Authors
J Hewitson1; 1 University of York, UKDiscussion
Joanna Greenman, Grace Boyd, Jack Fisher, Moses Egesa, Alison Elliott, David Kent, James Hewitson
People living in schistosome-endemic regions undergo repeated cycles of reinfection and drug clearance. To determine how chronic Schistosoma mansoni infection modifies responses to reinfection, we compared skin immune responses to S. mansoni challenge in mice that were chronically infected (12wks) with animals that were exposed for the first time. We found chronic infected leads to weak skin immune responses after rechallenge with marked reductions in macrophages, and that this is maintained after curative praziquantel treatment.
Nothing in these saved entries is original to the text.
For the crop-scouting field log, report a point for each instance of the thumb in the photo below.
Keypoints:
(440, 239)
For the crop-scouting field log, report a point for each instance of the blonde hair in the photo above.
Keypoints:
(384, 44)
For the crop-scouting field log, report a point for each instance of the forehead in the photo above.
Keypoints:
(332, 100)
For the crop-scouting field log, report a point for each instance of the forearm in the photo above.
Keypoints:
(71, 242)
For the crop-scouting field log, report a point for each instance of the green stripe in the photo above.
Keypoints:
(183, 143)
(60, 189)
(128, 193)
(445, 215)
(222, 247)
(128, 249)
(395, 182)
As bone marrow (BM) chimera experiments revealed skin macrophages originate from infiltrating monocytes, we performed RNAseq on BM monocytes and found worm infection strongly impacts on gene expression in this site. We hypothesised distal worm infection impacts on bone marrow haematopoiesis by modifying the BM cytokine microenvironment. Cytokine Bead Array analysis showed chronic infection leads to elevated IL-4 (but not other type 2 cytokines) in BM aspirates. We next tested whether IL-4 can alter haematopoiesis and found haematopoietic stem cells (HSC) express Il4ra and in vitro assays (single cell cultures, colony formation assays) revealed HSC directly respond to this cytokine. Surprisingly then, the dominant signature of infection on immune progenitors (BM LSK cells) in vivo was instead interferon-related (type I and II). Using competitive bone marrow transplants, we found HSC from infected mice to be functionally impaired. We are now assessing the extent to which infection-induced changes to haematopoiesis persist after parasite clearance, and how this impacts on heterologous immune challenges in mice and humans.